COMENTARIO
Los hombres son arrogantes, confían en sus tesoros, en sus ejércitos y en los consejeros que se han buscado para halagar sus oídos. Sin embargo, cuando comparezcan ante Dios, toda esa altanería se esfumará. Los que confiaban en sí mismos quedarán aterrados ante la majestad del Señor.
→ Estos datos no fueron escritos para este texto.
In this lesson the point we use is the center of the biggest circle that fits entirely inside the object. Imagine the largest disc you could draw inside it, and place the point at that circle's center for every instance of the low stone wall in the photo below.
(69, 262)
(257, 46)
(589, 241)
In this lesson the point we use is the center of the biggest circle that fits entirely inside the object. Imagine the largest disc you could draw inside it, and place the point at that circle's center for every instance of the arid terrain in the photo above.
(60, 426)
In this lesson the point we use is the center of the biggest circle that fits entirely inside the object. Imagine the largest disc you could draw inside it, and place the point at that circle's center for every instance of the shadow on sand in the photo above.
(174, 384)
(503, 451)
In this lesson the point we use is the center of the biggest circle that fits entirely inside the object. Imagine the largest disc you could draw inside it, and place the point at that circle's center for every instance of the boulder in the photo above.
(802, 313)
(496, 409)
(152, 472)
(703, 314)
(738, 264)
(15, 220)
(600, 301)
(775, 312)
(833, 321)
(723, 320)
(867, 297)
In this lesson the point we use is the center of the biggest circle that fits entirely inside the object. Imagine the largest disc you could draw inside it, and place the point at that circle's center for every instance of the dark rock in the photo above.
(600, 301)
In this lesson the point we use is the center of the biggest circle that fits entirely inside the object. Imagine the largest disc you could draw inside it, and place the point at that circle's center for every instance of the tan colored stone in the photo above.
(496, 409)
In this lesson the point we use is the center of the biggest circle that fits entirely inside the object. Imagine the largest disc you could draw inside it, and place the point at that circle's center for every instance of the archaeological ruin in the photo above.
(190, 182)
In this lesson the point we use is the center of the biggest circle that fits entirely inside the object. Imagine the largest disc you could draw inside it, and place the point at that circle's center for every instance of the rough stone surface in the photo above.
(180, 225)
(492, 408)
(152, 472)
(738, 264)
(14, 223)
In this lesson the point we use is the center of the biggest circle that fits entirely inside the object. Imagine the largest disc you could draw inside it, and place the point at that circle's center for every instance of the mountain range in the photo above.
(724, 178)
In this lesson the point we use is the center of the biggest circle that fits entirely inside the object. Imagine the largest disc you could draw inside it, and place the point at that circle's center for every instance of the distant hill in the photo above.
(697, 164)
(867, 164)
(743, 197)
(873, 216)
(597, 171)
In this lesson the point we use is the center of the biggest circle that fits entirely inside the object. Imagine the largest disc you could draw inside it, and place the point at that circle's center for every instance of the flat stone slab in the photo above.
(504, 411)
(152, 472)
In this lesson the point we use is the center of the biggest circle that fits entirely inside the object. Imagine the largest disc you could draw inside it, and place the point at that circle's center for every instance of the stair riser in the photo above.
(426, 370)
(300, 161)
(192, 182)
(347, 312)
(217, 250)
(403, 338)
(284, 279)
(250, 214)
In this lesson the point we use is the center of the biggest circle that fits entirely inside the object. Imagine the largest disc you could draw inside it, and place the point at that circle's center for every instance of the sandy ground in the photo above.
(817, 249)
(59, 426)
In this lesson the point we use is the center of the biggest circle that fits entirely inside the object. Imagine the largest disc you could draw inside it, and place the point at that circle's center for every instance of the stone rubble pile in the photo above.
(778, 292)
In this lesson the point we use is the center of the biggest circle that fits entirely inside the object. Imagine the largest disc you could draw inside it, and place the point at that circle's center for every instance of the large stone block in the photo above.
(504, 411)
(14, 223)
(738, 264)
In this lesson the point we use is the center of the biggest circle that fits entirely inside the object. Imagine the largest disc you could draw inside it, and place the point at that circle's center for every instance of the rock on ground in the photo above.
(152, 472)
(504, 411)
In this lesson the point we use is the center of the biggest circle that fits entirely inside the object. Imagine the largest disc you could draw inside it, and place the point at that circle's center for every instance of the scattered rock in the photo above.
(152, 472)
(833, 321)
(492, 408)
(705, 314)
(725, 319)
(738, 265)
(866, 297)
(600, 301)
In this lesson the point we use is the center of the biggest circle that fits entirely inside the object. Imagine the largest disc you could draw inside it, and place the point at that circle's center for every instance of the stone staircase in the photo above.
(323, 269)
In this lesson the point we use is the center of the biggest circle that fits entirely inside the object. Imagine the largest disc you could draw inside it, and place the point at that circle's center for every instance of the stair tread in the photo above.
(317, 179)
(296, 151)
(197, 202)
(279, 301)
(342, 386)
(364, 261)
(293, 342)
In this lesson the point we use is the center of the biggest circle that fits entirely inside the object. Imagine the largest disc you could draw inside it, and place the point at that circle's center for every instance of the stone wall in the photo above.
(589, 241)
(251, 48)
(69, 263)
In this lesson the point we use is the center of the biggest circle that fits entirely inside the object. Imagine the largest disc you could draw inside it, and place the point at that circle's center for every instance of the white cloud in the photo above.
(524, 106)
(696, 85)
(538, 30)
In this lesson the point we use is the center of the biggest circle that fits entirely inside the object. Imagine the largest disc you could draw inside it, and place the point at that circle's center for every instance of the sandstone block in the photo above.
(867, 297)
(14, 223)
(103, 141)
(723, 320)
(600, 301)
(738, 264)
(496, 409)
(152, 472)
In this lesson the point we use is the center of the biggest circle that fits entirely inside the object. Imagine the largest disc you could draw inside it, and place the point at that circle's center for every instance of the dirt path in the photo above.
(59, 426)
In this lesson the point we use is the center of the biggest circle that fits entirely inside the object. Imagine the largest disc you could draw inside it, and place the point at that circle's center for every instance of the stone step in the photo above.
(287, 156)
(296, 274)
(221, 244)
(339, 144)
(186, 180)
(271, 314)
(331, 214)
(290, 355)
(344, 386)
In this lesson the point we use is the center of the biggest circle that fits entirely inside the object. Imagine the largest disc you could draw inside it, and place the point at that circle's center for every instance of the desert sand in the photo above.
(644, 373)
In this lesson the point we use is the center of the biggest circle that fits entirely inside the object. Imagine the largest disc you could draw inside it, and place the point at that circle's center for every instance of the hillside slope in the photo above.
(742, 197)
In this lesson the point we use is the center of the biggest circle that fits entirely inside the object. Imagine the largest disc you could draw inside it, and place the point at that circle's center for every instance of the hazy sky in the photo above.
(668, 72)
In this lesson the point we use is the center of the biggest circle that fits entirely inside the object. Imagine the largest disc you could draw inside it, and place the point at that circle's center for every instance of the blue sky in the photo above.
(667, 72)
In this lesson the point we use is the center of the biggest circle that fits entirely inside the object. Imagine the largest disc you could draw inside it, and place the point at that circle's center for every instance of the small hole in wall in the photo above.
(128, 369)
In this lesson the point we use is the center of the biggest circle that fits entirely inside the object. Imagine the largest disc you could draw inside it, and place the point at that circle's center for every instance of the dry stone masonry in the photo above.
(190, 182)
El poema es una enérgica llamada de atención a los habitantes de Judá y Jerusalén acerca de sus actitudes, para invitarlos a depositar su confianza en Dios, el único que merece estimación (cfr v. 22). La lección sigue siendo actual, especialmente para aquellos que confiados en el desarrollo de la ciencia y de la técnica y refugiados en el bienestar que poseen, se olvidan de los necesitados y, sobre todo, de Dios. De nada les aprovecharán sus aparentes logros cuando llegue el «día del Señor» (v. 12), «aquel día» (vv. 11. 17.20) en que su Juicio será inapelable. Comentando el v. 9 San Jerónimo escribe: «Podemos decir por analogía que toda opinión contraria a la verdad acabará adorando a los ídolos de sus manos, y se hará ídolos sobre la tierra; y el hombre será doblegado, y el varón será humillado, y no podrá erguirse porque estará atado por el diablo, si el Señor no le endereza, como por ejemplo sucedió con aquella mujer a la que Satanás había dominado durante dieciocho años, para que no pudiera mirar al cielo sino siempre a la tierra» (Commentarii in Isaiam 2,9).
«Aquel día» (vv. 11.17.20) es una fórmula que aparece aquí por primera vez, pero que reaparecerá muchas otras a lo largo del libro de Isaías, para introducir un oráculo escatológico, generalmente referido al «día del Señor». Será el momento de la exaltación definitiva de Dios.